Я со вздохом отложил портрет и перечитал письмо второй жены моего отца. Она писала, что он тяжело болен, что болезни его старческие, ему ведь почти восемьдесят: застой в легких, увеличенная предстательная железа, катаракта, кажется, облитерирующий атеросклероз сосудов ног, язвенный стоматит, хроническая диспепсия, приближающееся старческое слабоумие. Его второй брак не был осчастливлен прибавлением семейства, и теперь он без конца говорил или бормотал о том, что не видел своих детей со времени окончания одной мировой войны и так и не увидит их, если только они все (все!) сейчас же не приедут в Торонто, пока еще не началась следующая мировая война. Кажется, до него так и не дошло, что Том умер. Он смутно помнил, что кто-то из его детей сделал его дедушкой. У него была одна или две из моих книг и он думал, что я живу со своим британским издателем. Он не знал, что дочь его живет на сравнительно небольшом расстоянии от него и стала известной скульпторшей.

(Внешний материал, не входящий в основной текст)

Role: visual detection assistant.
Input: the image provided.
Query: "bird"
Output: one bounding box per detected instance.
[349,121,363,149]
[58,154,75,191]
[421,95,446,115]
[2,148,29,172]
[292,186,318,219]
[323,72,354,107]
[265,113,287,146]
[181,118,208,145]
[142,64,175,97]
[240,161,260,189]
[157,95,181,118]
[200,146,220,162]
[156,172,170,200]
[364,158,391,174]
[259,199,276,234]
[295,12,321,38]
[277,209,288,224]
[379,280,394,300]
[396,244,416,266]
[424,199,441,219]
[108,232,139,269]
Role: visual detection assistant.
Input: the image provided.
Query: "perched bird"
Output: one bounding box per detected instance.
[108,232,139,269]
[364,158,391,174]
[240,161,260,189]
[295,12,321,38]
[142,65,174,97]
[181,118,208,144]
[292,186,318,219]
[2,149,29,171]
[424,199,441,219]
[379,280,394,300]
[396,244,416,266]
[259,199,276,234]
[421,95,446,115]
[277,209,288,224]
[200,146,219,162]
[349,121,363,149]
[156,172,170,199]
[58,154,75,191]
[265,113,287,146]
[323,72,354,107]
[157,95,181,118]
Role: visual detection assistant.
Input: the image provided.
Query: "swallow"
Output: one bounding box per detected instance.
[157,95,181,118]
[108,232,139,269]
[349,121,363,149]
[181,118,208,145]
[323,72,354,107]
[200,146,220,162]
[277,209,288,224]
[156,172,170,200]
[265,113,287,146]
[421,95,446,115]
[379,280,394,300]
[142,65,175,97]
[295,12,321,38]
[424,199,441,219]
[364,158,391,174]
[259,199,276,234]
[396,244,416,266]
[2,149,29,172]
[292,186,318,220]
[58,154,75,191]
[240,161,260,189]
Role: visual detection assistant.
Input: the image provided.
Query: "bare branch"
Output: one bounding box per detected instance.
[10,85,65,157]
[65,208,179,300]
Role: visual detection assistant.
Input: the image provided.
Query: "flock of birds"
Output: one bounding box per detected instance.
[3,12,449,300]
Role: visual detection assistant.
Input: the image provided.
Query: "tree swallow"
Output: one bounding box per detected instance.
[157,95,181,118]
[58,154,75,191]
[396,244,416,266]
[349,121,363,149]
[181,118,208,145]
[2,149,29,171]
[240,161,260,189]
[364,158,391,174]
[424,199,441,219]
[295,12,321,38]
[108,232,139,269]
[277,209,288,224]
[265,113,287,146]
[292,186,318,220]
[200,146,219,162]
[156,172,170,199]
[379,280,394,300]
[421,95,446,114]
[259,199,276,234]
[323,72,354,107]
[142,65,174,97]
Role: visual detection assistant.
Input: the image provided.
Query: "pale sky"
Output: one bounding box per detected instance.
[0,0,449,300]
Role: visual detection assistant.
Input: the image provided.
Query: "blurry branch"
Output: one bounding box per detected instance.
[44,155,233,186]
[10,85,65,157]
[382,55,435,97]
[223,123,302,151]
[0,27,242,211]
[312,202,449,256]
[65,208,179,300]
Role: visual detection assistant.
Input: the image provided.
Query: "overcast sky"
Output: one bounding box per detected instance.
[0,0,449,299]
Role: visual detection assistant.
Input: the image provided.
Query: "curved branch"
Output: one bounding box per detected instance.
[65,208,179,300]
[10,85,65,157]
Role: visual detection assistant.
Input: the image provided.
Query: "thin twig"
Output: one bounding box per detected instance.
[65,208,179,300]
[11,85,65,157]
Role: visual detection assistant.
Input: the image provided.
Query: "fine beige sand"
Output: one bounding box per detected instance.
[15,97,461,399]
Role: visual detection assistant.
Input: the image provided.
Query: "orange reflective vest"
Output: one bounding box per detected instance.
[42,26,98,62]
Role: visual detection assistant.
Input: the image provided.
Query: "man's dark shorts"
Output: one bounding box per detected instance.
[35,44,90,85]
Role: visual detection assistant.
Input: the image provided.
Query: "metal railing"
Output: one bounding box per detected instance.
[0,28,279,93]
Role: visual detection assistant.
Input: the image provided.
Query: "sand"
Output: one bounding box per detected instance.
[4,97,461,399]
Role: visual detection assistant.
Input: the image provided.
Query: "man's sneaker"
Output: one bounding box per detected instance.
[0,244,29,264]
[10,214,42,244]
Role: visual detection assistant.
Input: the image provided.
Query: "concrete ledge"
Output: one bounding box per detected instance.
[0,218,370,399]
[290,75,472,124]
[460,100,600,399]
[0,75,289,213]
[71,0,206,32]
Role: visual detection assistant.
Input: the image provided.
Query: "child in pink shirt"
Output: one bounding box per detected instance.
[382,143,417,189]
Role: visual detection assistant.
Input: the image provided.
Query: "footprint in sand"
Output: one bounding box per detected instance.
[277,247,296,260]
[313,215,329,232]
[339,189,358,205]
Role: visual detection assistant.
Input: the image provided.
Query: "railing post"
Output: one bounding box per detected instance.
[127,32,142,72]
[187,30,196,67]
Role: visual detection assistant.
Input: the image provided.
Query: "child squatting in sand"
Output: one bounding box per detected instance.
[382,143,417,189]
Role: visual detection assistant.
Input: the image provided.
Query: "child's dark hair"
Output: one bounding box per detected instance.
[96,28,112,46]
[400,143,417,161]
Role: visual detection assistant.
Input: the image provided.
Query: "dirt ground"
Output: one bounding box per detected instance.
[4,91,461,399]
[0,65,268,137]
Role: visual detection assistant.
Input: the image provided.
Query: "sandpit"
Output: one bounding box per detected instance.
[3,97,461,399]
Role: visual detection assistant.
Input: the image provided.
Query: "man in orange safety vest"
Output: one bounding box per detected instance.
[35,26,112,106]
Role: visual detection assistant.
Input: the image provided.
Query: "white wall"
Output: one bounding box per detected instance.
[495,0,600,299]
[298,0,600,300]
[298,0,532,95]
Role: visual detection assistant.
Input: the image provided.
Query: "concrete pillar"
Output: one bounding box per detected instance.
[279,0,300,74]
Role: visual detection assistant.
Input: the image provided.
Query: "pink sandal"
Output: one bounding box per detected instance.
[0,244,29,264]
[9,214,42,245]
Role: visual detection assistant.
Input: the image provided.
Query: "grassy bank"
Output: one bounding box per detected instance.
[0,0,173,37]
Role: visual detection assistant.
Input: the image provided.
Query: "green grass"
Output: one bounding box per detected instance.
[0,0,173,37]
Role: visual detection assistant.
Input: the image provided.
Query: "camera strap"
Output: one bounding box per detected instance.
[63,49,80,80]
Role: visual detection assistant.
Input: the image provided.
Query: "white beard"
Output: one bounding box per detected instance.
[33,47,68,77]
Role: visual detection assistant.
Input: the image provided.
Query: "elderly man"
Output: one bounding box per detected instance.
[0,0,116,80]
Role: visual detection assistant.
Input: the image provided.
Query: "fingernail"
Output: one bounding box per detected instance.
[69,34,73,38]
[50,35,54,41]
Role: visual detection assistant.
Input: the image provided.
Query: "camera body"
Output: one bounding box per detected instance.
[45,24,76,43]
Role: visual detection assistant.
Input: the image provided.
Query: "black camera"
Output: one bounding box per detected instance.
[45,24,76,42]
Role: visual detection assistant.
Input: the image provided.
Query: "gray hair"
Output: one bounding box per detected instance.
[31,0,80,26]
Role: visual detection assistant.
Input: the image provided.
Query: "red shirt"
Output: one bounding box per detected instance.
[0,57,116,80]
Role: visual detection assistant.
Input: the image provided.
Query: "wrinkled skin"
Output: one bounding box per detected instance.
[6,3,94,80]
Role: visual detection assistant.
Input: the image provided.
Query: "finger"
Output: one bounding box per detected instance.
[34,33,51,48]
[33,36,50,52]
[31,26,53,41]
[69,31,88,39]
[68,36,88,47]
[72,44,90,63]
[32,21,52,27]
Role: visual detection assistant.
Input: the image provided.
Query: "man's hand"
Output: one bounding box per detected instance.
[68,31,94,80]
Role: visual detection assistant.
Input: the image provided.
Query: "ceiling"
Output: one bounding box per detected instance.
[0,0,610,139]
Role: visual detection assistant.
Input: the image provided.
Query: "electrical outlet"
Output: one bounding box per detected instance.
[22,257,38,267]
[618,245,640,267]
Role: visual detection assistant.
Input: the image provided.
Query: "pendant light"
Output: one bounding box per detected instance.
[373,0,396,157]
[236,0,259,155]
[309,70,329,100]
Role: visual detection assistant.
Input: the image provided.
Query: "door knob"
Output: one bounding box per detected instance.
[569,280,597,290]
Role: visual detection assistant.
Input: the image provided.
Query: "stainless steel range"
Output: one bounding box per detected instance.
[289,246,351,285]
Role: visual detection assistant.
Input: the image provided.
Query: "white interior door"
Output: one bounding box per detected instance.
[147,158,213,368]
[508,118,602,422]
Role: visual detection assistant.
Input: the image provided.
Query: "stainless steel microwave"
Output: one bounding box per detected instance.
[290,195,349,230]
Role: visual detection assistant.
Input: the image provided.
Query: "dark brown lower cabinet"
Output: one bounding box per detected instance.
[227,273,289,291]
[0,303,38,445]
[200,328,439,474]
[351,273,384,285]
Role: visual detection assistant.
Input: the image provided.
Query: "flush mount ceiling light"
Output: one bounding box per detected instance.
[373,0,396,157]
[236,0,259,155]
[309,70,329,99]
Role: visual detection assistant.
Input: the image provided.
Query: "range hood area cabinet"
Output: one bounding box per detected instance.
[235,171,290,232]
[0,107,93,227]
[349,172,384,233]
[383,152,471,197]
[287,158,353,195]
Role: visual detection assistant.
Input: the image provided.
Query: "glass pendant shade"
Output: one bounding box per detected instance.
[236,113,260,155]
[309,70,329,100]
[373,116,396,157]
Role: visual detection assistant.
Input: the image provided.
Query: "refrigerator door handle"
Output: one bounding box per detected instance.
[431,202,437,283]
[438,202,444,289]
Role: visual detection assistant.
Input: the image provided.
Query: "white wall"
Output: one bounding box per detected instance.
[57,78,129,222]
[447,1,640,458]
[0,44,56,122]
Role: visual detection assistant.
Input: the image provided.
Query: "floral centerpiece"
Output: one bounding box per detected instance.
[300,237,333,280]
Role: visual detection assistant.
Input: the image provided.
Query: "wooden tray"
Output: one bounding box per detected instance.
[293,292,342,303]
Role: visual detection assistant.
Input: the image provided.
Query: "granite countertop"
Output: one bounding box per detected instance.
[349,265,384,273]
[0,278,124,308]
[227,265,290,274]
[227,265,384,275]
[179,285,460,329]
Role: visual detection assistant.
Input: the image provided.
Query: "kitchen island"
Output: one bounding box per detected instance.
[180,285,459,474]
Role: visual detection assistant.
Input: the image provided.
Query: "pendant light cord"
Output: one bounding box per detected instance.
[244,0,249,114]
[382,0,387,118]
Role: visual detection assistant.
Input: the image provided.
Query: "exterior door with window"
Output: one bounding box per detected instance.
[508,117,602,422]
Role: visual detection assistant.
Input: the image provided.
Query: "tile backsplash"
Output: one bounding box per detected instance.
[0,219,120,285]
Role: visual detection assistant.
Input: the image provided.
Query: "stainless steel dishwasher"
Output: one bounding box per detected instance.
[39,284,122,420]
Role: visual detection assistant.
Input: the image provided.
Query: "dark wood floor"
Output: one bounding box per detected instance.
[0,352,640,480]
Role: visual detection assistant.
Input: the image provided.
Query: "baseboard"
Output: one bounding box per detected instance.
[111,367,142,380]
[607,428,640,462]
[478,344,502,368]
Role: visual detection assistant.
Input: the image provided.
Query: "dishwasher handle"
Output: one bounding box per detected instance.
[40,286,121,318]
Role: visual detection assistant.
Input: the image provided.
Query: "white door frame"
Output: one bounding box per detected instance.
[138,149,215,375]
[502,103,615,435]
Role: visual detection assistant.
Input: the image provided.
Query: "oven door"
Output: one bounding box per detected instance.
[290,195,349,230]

— Нет, — сказал я вслух своим книгам, картинам, безделушкам и бухарским коврам. Нет, — английскому майскому солнцу и уютному отдаленному шуму лондонских улиц. Карло научил меня тому, что отцовство есть фикция, и что сыновняя почтительность должна быть адресована лишь Богу и матери, если знаешь, кто она; Карло, наверное, прав, он ведь станет следующим папой. Отцы и сыновья: чепуха. И тут зазвенел дверной звонок, и старый покрытый бородавками портье Джек ввел сына весьма выдающегося отца.
Сын этот поклонился, насмешливо щелкнул каблуками и сказал: “Ein Brief für Sie”[501], поставив на пол чемоданы и теннисные ракетки. Он левой рукой вынул письмо из внутреннего кармана пиджака и протянул мне, наклонившись, как бы пародируя воинский рапорт. Письмо было от Якоба Штрелера, на почтовой бумаге был отпечатан адрес: Albrechtgasse, 21 Wien. Письмо было написано по-немецки почерком, похожим на каллиграфические упражнения ученика начальной школы. Видимо, насмешка в крови у этого молодого человека.
— Садитесь, пожалуйста, — сказал я ему по-английски; он сел, все еще пародируя младшего чина перед начальником, на один из стульев эпохи Людовика XV. Я уселся в кресло лицом к нему и стал читать.